Multimodal Music Recommendation System using LLMs

Srikar Prabhas Kandagatla,Sreehitha R. Narayana,Chandana Magapu,Swetha Mohan,Shamanth Kuthpadi,Hongjie Chen,Ryan A. Rossi,Franck Dernoncourt,Nesreen Ahmed

Music recommendation systems typically treat songs as opaque tokens, relying on collaborative interaction histories which overlooks semantic or acoustic content. Prior work has explored LLM-augmented, multimodal, and text-enhanced approaches to sequential recommendation, and while some methods partially combine semantic, acoustic, or engagement signals, none jointly model all three within a unified LLM-based sequential reasoning framework that grounds recommendations in actual song content.
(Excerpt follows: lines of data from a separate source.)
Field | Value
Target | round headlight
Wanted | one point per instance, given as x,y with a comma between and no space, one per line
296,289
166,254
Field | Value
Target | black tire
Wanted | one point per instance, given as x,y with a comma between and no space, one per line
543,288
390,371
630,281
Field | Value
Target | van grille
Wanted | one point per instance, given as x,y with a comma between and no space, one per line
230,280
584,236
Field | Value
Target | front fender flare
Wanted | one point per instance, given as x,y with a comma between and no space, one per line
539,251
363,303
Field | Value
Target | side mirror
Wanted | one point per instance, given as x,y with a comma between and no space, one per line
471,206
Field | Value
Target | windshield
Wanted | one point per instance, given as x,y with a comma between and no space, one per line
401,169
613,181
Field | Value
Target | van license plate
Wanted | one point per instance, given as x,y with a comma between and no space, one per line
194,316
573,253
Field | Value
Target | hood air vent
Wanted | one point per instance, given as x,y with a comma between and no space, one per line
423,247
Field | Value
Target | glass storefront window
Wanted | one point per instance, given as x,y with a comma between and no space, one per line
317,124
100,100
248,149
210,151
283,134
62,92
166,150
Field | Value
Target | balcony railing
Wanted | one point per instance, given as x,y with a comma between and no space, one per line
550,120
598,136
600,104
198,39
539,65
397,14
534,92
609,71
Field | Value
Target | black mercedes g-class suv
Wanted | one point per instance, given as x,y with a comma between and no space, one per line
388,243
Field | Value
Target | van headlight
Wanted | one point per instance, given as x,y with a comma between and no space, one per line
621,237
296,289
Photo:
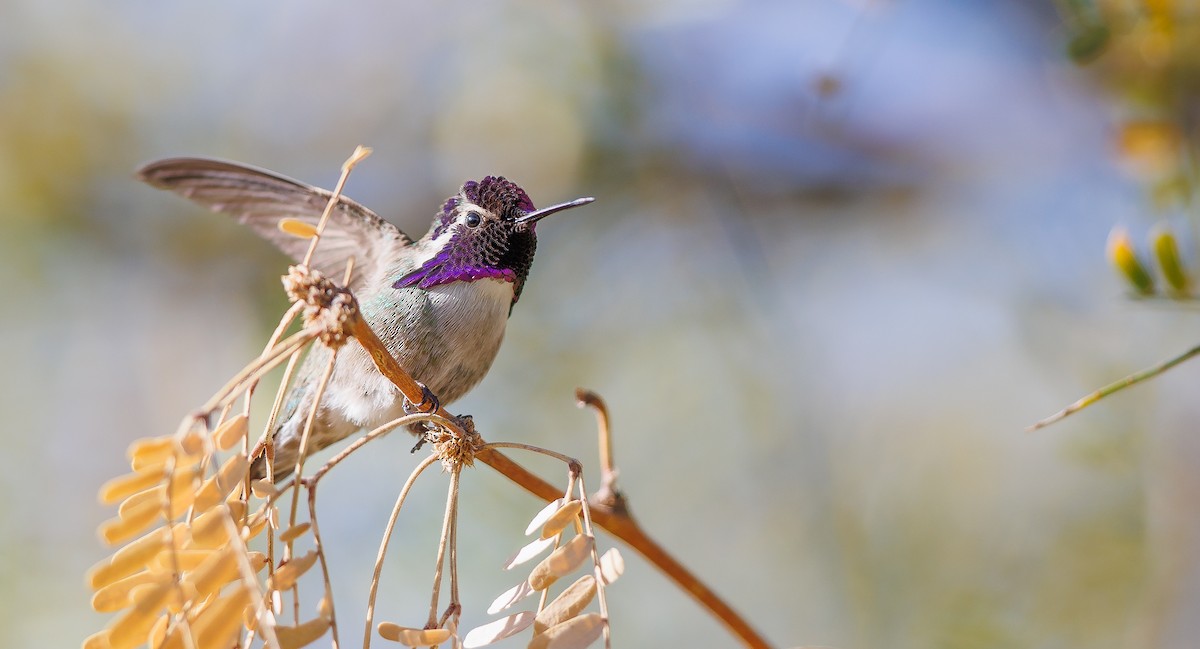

In this work, we propose a multimodal framework for session-based music recommendation that enriches the LastFM-1K dataset with three complementary signals: (1) audio and lyric embeddings extracted using pretrained music and text representation models, (2) LLM-generated semantic metadata using the MGPHot annotation schema, and (3) listening completion ratios. We adopt the E4SRec framework by extending it with multimodal features and different item ID encoder backbones, including SASRec, BERT4Rec, and GRU4Rec. We further extend the LLM backbone option with LLaMa-2-13B, Qwen2.5-7B-Instruct, and LLaMa-3-70B in both zero-shot and fine-tuned settings. Our experiments show that integrating content-based features improves over ID-only baselines up to 95% in terms of Recall and 79% in terms of NDCG. Moreover, our experiments show that naive multimodal fusion does not always yield additive improvements, highlighting challenges in cross-modal integration. We release a large-scale multimodal benchmark for music recommendation.

翻译：音乐推荐系统通常将歌曲视为不透明的标记，依赖协同交互历史，忽略了语义或声学内容。先前研究探索了大语言模型增强、多模态及文本增强方法在序列推荐中的应用，尽管部分方法部分融合了语义、声学或参与信号，但没有方法能在统一的、基于大语言模型的序列推理框架中联合建模这三个信号，并将推荐锚定于实际的歌曲内容。在本工作中，我们提出一个面向会话式音乐推荐的多模态框架，通过三种互补信号增强LastFM-1K数据集：（1）使用预训练音乐和文本表征模型提取的音频和歌词嵌入；（2）采用MGPHot标注模式生成的大语言模型语义元数据；（3）收听完成率。我们采用E4SRec框架，通过扩展多模态特征及不同物品ID编码器主干（包括SASRec、BERT4Rec和GRU4Rec）进行实现。我们还进一步扩展了大语言模型主干选项，在零样本和微调设置中分别使用LLaMa-2-13B、Qwen2.5-7B-Instruct和LLaMa-3-70B。实验表明，集成基于内容的特征相比仅使用ID的基线模型，在Recall指标上提升最高达95%，在NDCG指标上提升最高达79%。此外，实验显示朴素的多模态融合并不总能带来累加改进，揭示了跨模态整合中的挑战。我们发布了一个面向音乐推荐的大规模多模态基准数据集。